Though now known as Rievaulx Bridge it was more frequently recorded as Scawton Bridge in the 16th, 17th and 18th centuries and the first bridge was there in the middle of the 12th century and referred to as Hengenderbriggam in territorio de Scaltona, a hanging bridge recorded in the grant of land at Scaltun to the Abbots of Rievaulx.
The exact location of that bridge is not known but as the grant also listed the land known as Oswaldhenges which stretched as far as the River Rye and whose eastern boundary was defined by Nettlebeck it is not likely to have been too far from the present-day bridge.
The hanging bridge over the Rye linked Rievaulx with Spurriergate the only road to the south and as the numbers of travellers to and from the Abbey and the shipments of goods, particularly wool increased the monks must have thought the old bridge to be inadequate and as they were given the right to alter the course of the river in the last quarter of the 12th century they built a new bridge at the same time and by the beginning of the 17th century when it had been in existence for over 400 years money was regularly needed for its repair.
The people of Rievaulx jealously guarded what they considered to be their rights to the bridge and early in the 18th century Edward Skelton, Sylvester Sturdy and Christopher Spence, all Scawton tenants of Sir Thomas Fairfax were fined one shilling each at a Rievaulx Manor Court for ‘washing sheep at Rivalx Bridge when they had no right’.
In the last half of the 17th century five separate payments amounting to £48 15s 10d were made for the repair of Scawton Bridge and in 1735 it was reported that ‘the foundations of the middle and north arches of Scawton Bridge
had been undermined by floods and battlement stones were loose and thrown down’ so it is perhaps not surprising that in 1754 when there was a Great Flood a haystack floated down down the river and stuck under the bridge until the volume of water finally brought about its destruction.

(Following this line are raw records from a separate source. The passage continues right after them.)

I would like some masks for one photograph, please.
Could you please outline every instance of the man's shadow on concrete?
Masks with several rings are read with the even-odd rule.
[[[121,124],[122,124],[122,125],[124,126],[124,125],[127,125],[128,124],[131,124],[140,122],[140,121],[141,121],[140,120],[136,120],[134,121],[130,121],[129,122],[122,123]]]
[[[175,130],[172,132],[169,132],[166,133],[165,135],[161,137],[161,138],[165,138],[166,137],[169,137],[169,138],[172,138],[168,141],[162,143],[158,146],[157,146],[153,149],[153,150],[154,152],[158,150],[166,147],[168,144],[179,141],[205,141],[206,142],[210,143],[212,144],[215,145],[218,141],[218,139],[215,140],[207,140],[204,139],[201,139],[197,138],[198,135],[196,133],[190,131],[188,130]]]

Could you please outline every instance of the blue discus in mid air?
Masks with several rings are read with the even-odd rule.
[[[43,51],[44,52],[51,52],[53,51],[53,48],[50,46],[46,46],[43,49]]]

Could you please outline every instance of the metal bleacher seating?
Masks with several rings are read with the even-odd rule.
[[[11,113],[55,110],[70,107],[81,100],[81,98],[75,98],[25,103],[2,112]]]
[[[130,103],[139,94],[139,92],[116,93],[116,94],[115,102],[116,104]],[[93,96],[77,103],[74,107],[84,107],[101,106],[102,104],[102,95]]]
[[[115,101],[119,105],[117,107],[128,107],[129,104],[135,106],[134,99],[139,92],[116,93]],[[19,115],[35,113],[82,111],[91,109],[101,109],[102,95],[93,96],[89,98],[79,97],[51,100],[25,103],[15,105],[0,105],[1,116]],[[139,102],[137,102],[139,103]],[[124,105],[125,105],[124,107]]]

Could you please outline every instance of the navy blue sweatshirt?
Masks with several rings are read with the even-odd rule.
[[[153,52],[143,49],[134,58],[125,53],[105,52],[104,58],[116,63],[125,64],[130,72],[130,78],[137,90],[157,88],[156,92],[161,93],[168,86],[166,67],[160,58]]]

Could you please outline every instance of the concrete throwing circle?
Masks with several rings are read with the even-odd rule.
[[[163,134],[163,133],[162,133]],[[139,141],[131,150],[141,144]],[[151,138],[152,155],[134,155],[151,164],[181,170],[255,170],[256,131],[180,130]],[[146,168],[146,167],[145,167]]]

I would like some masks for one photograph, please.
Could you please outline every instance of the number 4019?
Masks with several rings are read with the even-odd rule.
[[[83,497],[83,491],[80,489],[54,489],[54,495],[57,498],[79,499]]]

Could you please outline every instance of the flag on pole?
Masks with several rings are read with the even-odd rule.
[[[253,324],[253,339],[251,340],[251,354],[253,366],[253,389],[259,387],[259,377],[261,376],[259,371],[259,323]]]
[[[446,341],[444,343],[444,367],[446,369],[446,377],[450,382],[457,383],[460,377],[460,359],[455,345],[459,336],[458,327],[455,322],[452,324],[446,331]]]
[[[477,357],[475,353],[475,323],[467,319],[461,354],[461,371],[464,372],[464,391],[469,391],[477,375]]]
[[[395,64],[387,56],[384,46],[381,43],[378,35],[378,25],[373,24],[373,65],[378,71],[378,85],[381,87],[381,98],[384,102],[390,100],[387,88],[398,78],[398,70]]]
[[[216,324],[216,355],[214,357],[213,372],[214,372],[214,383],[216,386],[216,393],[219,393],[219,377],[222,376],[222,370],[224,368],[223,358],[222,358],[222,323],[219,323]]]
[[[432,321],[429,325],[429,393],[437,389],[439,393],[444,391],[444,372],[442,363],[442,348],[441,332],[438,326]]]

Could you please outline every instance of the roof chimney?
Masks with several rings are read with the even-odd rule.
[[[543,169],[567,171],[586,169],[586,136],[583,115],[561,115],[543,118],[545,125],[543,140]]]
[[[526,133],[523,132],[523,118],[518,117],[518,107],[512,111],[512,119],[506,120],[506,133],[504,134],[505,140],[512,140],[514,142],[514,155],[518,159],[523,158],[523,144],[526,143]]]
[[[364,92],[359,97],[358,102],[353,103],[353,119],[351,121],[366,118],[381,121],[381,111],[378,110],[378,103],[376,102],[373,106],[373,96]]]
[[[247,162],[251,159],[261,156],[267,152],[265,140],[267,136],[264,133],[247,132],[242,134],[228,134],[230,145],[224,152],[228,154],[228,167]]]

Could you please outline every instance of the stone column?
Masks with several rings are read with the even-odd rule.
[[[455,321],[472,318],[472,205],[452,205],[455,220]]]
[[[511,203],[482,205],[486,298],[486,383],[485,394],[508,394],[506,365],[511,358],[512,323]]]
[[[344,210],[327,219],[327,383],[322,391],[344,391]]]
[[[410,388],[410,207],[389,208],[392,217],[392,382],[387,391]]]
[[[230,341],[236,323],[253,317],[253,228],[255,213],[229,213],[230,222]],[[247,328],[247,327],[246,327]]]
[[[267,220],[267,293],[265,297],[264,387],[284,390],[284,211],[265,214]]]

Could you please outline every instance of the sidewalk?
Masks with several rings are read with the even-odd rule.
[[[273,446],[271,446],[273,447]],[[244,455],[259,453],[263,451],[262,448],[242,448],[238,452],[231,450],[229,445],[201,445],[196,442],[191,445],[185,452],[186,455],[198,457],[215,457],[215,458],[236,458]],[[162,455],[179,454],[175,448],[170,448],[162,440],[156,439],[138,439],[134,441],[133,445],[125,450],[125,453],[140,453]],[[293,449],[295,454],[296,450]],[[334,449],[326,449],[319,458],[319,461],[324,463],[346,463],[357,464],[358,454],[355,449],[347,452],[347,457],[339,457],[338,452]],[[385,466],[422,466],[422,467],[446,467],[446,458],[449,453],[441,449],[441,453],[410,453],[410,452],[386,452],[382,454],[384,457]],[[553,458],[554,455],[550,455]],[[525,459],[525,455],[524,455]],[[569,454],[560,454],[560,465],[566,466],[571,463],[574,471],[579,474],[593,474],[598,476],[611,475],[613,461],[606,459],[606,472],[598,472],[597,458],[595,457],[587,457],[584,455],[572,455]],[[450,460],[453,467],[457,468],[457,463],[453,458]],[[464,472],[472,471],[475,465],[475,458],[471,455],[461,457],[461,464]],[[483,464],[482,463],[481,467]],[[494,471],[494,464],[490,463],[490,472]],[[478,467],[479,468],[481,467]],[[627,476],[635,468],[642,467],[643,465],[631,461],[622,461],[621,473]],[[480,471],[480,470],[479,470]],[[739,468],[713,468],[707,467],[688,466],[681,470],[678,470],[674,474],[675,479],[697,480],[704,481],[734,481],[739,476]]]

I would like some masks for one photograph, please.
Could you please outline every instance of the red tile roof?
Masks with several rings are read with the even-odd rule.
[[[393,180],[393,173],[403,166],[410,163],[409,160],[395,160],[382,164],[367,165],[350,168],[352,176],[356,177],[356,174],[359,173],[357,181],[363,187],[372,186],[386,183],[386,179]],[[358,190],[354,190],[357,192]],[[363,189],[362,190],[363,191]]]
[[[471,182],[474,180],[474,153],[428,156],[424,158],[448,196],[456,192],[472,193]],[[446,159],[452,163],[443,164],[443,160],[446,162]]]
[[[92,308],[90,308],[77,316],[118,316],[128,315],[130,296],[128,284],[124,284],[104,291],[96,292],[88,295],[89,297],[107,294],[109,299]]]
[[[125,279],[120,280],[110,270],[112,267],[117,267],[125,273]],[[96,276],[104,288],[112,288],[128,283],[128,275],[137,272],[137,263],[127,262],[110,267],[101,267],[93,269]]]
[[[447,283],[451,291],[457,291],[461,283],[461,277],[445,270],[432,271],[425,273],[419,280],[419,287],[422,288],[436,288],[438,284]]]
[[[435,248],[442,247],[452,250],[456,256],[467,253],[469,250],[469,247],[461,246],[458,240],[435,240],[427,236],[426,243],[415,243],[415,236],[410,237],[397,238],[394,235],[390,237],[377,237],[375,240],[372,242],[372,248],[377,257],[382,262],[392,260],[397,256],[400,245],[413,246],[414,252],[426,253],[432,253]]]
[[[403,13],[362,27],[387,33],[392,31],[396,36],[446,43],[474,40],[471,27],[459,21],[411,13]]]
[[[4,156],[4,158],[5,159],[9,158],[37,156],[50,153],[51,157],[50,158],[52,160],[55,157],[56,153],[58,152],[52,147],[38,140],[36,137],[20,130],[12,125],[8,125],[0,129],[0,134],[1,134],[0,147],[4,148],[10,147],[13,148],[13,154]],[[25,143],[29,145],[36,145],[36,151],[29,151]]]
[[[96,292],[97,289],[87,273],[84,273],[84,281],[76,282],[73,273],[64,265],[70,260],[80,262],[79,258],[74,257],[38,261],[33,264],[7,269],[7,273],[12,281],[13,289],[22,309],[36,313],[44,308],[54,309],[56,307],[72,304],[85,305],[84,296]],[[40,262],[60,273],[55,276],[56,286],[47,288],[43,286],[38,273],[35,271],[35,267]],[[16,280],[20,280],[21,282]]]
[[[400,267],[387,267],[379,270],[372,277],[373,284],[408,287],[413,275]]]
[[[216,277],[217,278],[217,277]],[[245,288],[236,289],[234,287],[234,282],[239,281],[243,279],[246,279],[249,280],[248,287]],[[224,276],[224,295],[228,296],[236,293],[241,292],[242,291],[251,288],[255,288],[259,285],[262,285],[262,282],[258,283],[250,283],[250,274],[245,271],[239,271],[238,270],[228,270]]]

The present-day bridge was built in 1756 and for many years a huge timber support from the old bridge lay in the river. There at the beginning of the new millennium the huge piece of wood could have possibly come from a tree planted before the end of the last one and when it was washed away in the floods of October 2004 at least 900 years of history went with it.
The designers and builders of the present-day bridge could not have imagined the amount and weight of traffic that would pass over their bridge designed for pedestrian and horse drawn vehicles and it is a tribute to their skill that it remains in such good condition.